By NICK GASS | 8/10/14 12:48 PM EDT Updated: 8/10/14 1:38 PM EDT
In a wide-ranging interview with The New York Times, President Barack Obama defended his administration’s foreign-policy approach in the Middle East. In Syria, Obama said the idea that arming rebels would have made a difference has “always been a fantasy.”
The president’s interview with op-ed columnist Thomas Friedman, published online Friday, offered an inherent rebuke of Hillary Clinton, whose memoir revealed that the former secretary of state wanted to arm moderate Syrian rebels in the nascent stages of the war. In a newly published interview with The Atlantic given before Obama’s interview, Hillary Clinton said the failure to build a strong rebel force against the Assad regime “left a big vacuum, which the jihadists have now filled.”
The president, though not mentioning his former secretary of state by name, said such a plan was unlikely to work and was never going to happen.
“This idea that we could provide some light arms or even more sophisticated arms to what was essentially an opposition made up of former doctors, farmers, pharmacists and so forth, and that they were going to be able to battle not only a well-armed state but also a well-armed state backed by Russia, backed by Iran, a battle-hardened Hezbollah, that was never in the cards,” the president said.

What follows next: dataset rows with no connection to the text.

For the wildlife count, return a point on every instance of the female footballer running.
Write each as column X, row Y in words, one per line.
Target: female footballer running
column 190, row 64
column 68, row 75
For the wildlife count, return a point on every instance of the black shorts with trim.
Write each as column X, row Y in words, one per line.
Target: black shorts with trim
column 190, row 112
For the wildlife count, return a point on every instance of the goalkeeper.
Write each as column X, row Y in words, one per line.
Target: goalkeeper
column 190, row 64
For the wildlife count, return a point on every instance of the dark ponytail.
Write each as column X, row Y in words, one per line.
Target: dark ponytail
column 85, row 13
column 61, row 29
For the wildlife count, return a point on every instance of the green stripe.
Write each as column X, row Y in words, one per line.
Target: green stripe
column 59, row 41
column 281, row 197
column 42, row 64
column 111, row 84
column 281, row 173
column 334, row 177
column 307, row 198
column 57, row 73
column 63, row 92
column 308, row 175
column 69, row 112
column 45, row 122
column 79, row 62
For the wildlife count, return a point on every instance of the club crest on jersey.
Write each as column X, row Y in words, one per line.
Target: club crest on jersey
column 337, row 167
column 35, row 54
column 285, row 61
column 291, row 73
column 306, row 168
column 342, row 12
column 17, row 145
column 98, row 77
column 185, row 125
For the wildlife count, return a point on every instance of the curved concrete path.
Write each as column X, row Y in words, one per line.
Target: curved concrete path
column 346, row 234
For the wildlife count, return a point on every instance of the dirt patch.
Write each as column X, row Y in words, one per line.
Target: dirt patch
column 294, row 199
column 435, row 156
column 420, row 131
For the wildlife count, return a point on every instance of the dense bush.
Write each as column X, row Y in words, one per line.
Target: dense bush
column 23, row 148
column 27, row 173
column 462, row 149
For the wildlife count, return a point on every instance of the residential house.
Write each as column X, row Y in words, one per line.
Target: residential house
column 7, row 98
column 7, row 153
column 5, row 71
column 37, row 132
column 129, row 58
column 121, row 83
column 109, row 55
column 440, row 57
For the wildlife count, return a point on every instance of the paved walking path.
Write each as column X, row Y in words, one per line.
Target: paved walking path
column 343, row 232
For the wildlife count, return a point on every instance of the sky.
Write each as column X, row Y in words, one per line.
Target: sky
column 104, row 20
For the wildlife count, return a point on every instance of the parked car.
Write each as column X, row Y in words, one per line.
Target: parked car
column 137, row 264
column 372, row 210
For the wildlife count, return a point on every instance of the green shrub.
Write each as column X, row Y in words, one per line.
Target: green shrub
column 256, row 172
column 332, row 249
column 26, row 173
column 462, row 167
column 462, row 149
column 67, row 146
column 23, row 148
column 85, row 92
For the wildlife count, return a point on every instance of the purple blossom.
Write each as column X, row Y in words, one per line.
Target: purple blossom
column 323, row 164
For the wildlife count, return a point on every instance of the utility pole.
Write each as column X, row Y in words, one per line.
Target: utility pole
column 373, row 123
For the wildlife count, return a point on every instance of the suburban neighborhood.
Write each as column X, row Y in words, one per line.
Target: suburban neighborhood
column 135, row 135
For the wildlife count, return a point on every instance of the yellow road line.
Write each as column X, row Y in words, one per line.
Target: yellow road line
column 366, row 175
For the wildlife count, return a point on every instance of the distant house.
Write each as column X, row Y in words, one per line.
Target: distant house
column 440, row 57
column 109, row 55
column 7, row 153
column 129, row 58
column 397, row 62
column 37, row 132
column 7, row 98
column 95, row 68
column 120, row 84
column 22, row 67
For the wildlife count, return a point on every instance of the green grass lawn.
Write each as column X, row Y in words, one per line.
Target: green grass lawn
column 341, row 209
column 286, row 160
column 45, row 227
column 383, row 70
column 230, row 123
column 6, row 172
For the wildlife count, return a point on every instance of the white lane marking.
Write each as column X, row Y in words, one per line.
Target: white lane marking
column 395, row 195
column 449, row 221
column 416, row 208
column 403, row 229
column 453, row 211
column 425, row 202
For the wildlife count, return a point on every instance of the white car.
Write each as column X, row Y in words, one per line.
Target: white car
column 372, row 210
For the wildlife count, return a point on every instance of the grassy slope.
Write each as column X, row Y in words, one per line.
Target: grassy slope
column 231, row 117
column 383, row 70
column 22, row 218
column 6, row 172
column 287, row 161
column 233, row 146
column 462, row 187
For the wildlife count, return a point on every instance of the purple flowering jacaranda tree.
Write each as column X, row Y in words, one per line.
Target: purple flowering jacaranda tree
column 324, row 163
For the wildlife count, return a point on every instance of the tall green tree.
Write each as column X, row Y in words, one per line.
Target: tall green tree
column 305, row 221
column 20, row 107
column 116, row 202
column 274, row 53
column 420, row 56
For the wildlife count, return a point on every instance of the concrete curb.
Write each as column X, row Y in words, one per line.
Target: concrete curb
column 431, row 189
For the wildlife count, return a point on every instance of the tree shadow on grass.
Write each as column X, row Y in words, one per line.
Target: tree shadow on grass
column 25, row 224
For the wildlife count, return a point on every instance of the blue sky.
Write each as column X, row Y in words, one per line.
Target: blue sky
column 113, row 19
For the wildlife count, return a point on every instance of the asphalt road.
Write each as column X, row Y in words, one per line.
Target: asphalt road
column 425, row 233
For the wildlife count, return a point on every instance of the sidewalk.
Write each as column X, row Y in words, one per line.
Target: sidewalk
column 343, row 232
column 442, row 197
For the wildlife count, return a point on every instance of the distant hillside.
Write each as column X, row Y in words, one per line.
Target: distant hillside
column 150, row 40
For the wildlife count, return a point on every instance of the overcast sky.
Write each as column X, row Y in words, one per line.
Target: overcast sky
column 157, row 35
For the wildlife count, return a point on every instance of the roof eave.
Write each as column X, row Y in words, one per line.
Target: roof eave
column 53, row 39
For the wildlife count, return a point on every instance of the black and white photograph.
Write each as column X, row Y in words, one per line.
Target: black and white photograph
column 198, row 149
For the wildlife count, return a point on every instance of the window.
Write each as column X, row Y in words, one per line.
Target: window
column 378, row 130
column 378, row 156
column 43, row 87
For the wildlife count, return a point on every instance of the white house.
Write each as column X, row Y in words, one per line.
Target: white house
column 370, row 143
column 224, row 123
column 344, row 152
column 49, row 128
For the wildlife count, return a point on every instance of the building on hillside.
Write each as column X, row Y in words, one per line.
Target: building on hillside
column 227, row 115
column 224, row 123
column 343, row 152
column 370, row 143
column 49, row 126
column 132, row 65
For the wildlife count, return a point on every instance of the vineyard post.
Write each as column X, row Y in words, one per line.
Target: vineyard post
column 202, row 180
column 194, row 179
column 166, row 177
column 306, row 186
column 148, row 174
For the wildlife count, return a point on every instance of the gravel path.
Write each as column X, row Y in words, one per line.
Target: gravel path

When asked to explain the U.S. military response to the humanitarian crisis unfolding in the mountains of northern Iraq, Obama said there’s “an obligation” to prevent genocide of the Yazidis at the hands of the Islamic State of Iraq and the Levant. Obama repeated the line that he doesn’t want the U.S. to become the Kurdish air force, adding that it’s up to Iraqis to unify and maintain a stable government.
“We’re not going to let [ISIL] create some caliphate through Syria and Iraq, but we can only do that if we know that we’ve got partners on the ground who are capable of filling the void,” Obama said.